I’m pleased that he devotes a couple of pages to the album he made with Ronald Isley in 2003 for the DreamWorks label. Here I Am, which borrows its title and its lovely title song from my favourite Dionne Warwick LP, is a magnificent recital of mostly familiar material, with quite startlingly exquisite versions of “Alfie” and “Anyone Who Had a Heart” in particular, all recorded live in the studio — vocals and orchestra at the same time, with only the tiniest bits of vocal patching required. Listen to “Alfie”: you won’t hear better singing anywhere, and it was a first take. Unfortunately, as Bacharach relates, the album came out just as DreamWorks was being bought by Universal and got lost in the shuffle. It’s a half-buried classic.

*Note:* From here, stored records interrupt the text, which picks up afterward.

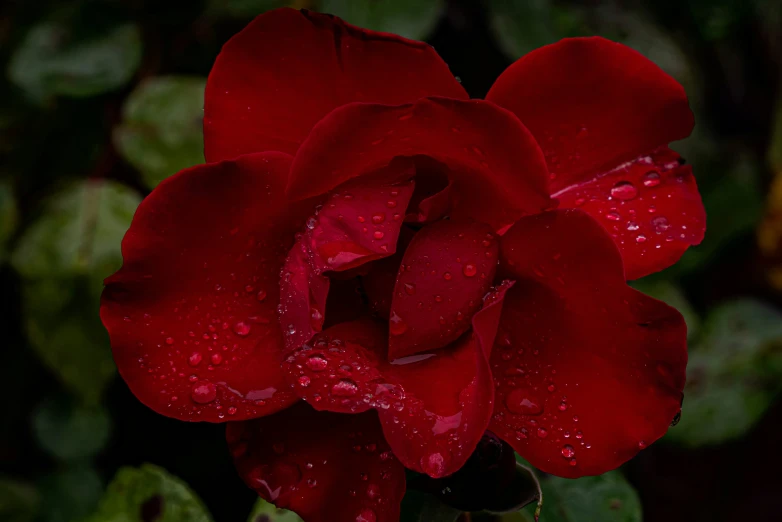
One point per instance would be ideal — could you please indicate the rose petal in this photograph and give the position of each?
(433, 407)
(595, 105)
(496, 167)
(589, 371)
(323, 466)
(446, 270)
(650, 206)
(287, 69)
(355, 225)
(191, 314)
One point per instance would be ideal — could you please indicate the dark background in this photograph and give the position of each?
(67, 117)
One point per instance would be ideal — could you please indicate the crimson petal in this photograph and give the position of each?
(446, 270)
(322, 466)
(287, 69)
(355, 225)
(431, 428)
(603, 114)
(588, 370)
(191, 314)
(497, 170)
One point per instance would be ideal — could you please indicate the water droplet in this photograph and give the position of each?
(242, 328)
(317, 363)
(520, 401)
(204, 392)
(433, 464)
(660, 224)
(651, 179)
(344, 388)
(366, 515)
(624, 190)
(396, 326)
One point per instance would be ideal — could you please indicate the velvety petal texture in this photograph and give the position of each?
(192, 313)
(497, 170)
(288, 69)
(601, 113)
(446, 270)
(323, 466)
(588, 370)
(355, 225)
(431, 422)
(650, 206)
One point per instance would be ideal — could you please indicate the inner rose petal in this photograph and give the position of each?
(357, 224)
(446, 270)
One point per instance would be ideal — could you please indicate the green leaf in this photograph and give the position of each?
(18, 501)
(162, 127)
(734, 374)
(422, 507)
(265, 512)
(64, 257)
(70, 495)
(243, 8)
(78, 233)
(64, 329)
(76, 58)
(149, 493)
(673, 296)
(8, 216)
(71, 432)
(605, 498)
(733, 208)
(409, 18)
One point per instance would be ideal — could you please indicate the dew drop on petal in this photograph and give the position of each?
(624, 190)
(204, 392)
(242, 328)
(651, 179)
(344, 388)
(317, 363)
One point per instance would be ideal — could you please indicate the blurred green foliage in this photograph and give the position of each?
(161, 130)
(104, 100)
(149, 493)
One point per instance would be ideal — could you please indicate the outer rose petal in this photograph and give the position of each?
(593, 106)
(446, 270)
(323, 466)
(497, 169)
(433, 429)
(191, 314)
(651, 207)
(589, 371)
(286, 70)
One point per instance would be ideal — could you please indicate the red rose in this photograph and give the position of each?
(425, 266)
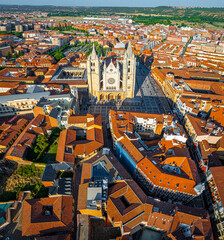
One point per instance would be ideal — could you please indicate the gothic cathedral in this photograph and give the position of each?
(111, 77)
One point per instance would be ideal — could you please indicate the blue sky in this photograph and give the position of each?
(129, 3)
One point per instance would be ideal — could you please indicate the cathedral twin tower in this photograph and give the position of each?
(112, 77)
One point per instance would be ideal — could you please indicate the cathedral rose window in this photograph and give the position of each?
(111, 80)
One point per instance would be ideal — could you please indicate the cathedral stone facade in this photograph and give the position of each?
(112, 77)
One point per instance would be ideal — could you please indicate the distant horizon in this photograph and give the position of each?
(120, 3)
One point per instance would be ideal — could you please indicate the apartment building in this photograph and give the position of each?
(160, 164)
(215, 194)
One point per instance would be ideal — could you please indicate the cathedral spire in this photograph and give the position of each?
(94, 54)
(129, 49)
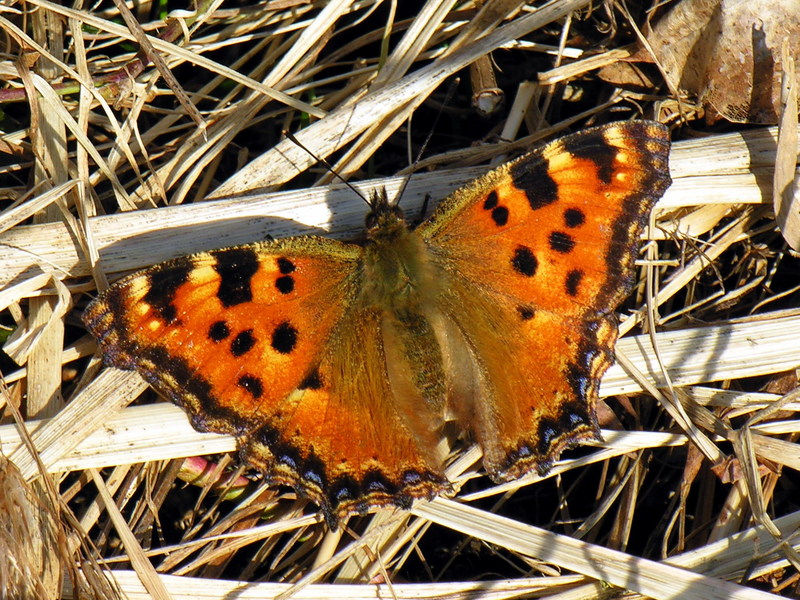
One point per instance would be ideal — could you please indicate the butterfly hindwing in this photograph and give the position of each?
(540, 253)
(335, 364)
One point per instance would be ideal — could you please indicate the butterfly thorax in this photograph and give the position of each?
(398, 274)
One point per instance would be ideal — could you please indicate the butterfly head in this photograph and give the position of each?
(384, 218)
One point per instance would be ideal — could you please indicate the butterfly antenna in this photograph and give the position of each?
(451, 90)
(290, 136)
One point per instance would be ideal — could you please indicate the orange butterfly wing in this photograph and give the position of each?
(539, 254)
(264, 342)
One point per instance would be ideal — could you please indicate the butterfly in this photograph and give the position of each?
(336, 365)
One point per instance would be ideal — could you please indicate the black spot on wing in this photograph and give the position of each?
(593, 147)
(526, 313)
(218, 331)
(530, 175)
(163, 282)
(252, 384)
(573, 282)
(285, 284)
(284, 338)
(561, 242)
(236, 267)
(500, 216)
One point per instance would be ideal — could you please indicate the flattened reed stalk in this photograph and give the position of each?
(694, 488)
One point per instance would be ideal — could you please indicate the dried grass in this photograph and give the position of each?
(692, 494)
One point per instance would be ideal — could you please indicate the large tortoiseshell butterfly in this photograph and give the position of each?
(335, 364)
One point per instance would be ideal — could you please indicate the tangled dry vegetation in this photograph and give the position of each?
(133, 133)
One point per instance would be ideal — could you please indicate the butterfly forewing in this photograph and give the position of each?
(540, 253)
(335, 364)
(261, 342)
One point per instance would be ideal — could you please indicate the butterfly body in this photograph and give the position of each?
(336, 364)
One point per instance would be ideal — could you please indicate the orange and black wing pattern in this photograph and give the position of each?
(263, 342)
(540, 253)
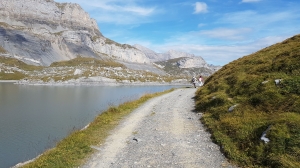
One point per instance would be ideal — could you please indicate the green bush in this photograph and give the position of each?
(249, 82)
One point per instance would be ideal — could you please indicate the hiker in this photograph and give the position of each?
(200, 81)
(194, 81)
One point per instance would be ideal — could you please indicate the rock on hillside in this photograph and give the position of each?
(174, 61)
(192, 62)
(40, 32)
(156, 57)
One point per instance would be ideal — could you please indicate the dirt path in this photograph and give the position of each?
(164, 132)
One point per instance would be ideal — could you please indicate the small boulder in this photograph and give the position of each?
(78, 72)
(231, 108)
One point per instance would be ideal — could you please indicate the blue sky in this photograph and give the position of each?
(220, 31)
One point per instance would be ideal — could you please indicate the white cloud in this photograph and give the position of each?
(226, 33)
(117, 11)
(201, 25)
(247, 1)
(200, 7)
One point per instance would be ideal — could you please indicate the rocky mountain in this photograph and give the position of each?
(174, 61)
(40, 32)
(156, 57)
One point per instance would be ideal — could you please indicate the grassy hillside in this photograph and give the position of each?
(171, 67)
(249, 84)
(13, 69)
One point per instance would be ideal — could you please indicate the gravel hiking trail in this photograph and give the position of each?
(163, 132)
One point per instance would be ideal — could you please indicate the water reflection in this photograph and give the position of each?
(34, 118)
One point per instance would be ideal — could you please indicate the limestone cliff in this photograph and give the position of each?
(43, 31)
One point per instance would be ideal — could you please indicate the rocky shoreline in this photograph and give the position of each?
(101, 81)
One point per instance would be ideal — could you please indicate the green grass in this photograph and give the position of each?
(75, 149)
(12, 62)
(260, 104)
(2, 50)
(87, 61)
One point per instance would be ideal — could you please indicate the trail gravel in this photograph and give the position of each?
(163, 132)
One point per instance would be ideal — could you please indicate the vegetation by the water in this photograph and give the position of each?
(76, 148)
(16, 68)
(249, 83)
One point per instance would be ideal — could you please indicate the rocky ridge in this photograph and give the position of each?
(40, 32)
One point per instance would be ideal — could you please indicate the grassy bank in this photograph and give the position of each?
(76, 148)
(261, 105)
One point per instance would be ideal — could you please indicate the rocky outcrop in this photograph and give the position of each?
(156, 57)
(40, 32)
(178, 59)
(192, 62)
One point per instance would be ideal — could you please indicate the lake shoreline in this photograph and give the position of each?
(96, 82)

Probably even fewer people heard Bacharach’s last solo album, At This Time, released in 2005. Most of the lyrics were written by Tonio K, and some by Bacharach himself. Interestingly, they express his anger at the crimes of George W. Bush’s neo-con gang. It’s a reminder that he and David also produced a couple of the Sixties’ gentlest protest songs: “What the World Needs Now Is Love” and “The Windows of the World”. What a pity circumstances conspired to silence their collaboration.

Just about to start a short tour of the UK, Bacharach is promoting the book and a new six-CD box called The Art of the Songwriter, whose compilers have made some pretty strange choices, such as the complete absence of anything by Lou Johnson, who came close to becoming the male equivalent of Dionne Warwick, and whose early work with Bacharach and David is compiled on a fine Ace disc titled Incomparable Soul Vocalist. Bacharach is appearing in concert at the Royal Festival Hall in London on Wednesday, Glasgow on Friday, Edinburgh on Saturday, Bournemouth on July 5 and the Festival Hall again on July 7, which is when I hope to hear him.

In the meantime, here’s my all-time Bacharach top 10: 1 Chuck Jackson: “Any Day Now” 2 Dionne Warwick: “(Here I Go Again) Looking With My Eyes (Seeing With My Heart)” 3 Ronald Isley: “Alfie” 4 Burt Bacharach Orchestra: “Wives and Lovers” 5 Fifth Dimension: “One Less Bell to Answer” 6 Dionne Warwick: “If I Ever Make You Cry” 7 Lou Johnson: “Kentucky Bluebird (Message to Martha)” 8 Herb Alpert: “This Guy’s in Love With You” 9 Dusty Springfield: “The Look of Love” 10 Jimmy Radcliffe: “Long After Tonight is All Over”.